Messaggio da Anemone » domenica 2 ottobre 2011, 22:34

Caro Gio92,

anche io ti voglio fare un omaggio musicale. Quando mi sento come te la ascolto spesso, te la dedico (chi l'ha scritta doveva essere arrabbiato almeno quanto te):

http://www.youtube.com/watch?v=PKY-smJ6aBQ

Parla proprio delle cose di cui ci hai detto: il dolore che le persone che ci sono vicine ci provocano; l'abbandono; la solitudine; e soprattutto il mondo che in questa solitudine creiamo per proteggerci, la bolla che non esplode, come l'hai chiamata tu :) Quella bolla che non esplode è la tua ricchezza, non è una fantasia da nulla, per cui custodiscila, fanne il tuo scudo, come dice la canzone:

I am a rock, I am an island
I have my poetry to protect me
I am shielded in my armor

La solitudine che adesso ti pare insopportabile in qualche modo ti temprerà, e ti darà una marcia in più rispetto a chi non l'ha provata. Lo capirai solo col tempo, ma lo capirai. Sei una roccia Gio, e il tesoro che ti porti dentro troverà il modo di esplodere. Nel frattempo, fai come dice boy-com: nessuno te lo deve sporcare, né caplestare; donalo solo a chi incontrerai di prezioso.
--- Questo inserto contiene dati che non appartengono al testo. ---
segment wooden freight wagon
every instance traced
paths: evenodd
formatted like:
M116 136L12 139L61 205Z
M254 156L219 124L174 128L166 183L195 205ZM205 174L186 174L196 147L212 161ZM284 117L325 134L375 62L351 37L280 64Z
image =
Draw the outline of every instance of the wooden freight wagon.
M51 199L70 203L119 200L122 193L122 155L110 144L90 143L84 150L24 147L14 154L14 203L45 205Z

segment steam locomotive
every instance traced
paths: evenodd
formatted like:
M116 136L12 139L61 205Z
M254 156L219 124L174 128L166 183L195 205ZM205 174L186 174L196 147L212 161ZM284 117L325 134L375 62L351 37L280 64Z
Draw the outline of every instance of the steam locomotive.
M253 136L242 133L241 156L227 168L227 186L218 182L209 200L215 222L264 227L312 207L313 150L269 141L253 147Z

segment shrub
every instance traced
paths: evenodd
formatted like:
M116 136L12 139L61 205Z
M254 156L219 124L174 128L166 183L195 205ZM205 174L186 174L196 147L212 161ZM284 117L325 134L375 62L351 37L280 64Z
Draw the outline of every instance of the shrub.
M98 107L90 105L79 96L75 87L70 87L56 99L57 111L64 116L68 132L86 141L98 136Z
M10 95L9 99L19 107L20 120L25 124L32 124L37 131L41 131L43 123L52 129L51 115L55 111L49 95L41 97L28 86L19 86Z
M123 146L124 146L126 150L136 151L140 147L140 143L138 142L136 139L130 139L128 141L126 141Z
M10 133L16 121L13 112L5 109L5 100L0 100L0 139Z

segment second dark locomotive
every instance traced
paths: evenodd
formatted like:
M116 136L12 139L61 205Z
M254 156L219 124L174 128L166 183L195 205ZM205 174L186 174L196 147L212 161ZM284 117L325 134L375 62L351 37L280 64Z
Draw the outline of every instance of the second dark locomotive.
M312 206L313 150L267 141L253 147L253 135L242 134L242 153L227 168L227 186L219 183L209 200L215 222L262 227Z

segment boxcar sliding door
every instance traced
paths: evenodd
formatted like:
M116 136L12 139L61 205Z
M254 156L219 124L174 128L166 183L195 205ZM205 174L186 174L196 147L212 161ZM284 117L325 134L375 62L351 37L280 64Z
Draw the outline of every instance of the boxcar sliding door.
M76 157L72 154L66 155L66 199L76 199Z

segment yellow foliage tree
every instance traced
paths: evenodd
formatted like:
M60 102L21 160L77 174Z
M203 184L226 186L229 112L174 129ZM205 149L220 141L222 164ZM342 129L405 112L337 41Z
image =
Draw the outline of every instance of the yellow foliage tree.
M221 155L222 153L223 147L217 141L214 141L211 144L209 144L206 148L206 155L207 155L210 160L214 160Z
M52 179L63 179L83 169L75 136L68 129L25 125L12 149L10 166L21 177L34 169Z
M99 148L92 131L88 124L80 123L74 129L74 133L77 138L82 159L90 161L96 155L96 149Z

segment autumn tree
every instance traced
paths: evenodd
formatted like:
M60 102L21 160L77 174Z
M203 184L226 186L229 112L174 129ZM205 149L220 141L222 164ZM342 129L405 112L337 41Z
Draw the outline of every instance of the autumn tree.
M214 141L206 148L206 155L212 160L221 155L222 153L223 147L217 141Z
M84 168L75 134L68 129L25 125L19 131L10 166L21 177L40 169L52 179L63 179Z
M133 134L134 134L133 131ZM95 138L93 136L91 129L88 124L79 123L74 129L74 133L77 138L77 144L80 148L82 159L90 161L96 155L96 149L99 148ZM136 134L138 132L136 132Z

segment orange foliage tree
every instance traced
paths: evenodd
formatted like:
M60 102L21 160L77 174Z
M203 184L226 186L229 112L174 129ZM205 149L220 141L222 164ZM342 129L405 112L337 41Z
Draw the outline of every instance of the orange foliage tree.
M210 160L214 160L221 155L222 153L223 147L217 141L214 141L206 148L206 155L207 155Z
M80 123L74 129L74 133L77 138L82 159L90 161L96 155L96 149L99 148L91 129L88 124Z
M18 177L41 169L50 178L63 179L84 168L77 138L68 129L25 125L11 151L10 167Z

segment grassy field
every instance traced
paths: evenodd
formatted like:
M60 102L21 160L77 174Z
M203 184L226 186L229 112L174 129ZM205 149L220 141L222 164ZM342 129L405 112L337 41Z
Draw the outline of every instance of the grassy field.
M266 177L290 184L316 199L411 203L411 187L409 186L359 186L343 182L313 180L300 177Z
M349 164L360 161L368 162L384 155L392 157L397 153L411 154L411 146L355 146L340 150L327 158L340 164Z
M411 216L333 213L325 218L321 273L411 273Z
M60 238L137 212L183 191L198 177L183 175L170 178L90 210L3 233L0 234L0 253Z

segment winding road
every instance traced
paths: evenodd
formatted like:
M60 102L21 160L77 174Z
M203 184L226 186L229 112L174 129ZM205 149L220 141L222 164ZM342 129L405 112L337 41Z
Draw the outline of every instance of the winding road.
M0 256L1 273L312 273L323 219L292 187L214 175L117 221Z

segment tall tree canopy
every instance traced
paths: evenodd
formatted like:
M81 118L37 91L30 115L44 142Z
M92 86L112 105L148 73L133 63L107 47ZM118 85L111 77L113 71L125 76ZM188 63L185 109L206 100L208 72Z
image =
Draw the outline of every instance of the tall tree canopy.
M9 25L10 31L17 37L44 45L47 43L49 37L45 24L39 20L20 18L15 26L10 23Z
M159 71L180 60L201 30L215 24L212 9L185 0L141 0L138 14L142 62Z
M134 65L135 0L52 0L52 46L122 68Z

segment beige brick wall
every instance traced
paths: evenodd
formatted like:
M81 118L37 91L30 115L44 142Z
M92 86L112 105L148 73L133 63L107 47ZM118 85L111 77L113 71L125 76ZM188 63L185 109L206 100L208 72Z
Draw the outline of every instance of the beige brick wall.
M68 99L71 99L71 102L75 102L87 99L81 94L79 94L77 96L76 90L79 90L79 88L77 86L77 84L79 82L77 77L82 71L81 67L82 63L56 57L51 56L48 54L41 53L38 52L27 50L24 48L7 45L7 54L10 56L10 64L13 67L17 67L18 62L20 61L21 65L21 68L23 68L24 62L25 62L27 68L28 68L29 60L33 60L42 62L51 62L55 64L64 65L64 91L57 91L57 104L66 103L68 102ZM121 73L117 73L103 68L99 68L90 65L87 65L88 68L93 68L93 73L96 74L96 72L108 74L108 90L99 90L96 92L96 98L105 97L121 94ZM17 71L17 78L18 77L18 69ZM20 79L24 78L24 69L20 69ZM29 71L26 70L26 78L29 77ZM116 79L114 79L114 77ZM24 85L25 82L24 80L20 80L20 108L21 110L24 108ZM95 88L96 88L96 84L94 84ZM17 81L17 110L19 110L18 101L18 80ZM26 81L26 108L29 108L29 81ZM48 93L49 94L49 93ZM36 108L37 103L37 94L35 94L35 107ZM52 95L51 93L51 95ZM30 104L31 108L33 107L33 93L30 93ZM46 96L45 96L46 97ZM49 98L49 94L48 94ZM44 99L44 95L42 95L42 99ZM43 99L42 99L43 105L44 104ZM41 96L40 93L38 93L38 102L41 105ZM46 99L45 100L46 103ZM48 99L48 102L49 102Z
Della superficialità che ti circonda, devi ridere: tu provi sensazioni che chi ti tratta con sufficienza non può nemmeno concepire e anche se ogni tanto soffri, avrai per questo una vita più piena. Vivi tutto quello che senti, anche il dolore, senza paura: lascialo uscire tutto, e soprattutto staccati dal passato, liberati del suo peso. Da ciò che ti ha fatto male sicuramente hai imparato molto, ma guarda avanti adesso: se non riesci a vedere nulla di concreto, aspetta e basta, ma sii fiducioso. Sei giovanissimo, la vita ti riserva sorprese a non finire, e puoi costruire ancora tutto. Ogni tanto ci attacchiamo a situazioni passate, perché non sapremmo cosa fare se ce ne staccassimo, non avendo la minima idea di dove dirigerci... ma non avere paura del vuoto: vediti come in una scacchiera di infinite possibilità, il mondo è tuo e circondati di persone che ti amano, rendilo il più colorato possibile. Parte tutto da te, da quello che senti e da quello che sogni, da quello che c'è nella bolla :D
Tieniti stretta anche la tua rabbia: ti serve per reagire, e per non farti sopraffare dall'isoddisfazione e dalla negatività. Per cui ben vengano sfoghi furenti come quello di ieri. Noi siamo qua per ascoltarci a vicenda.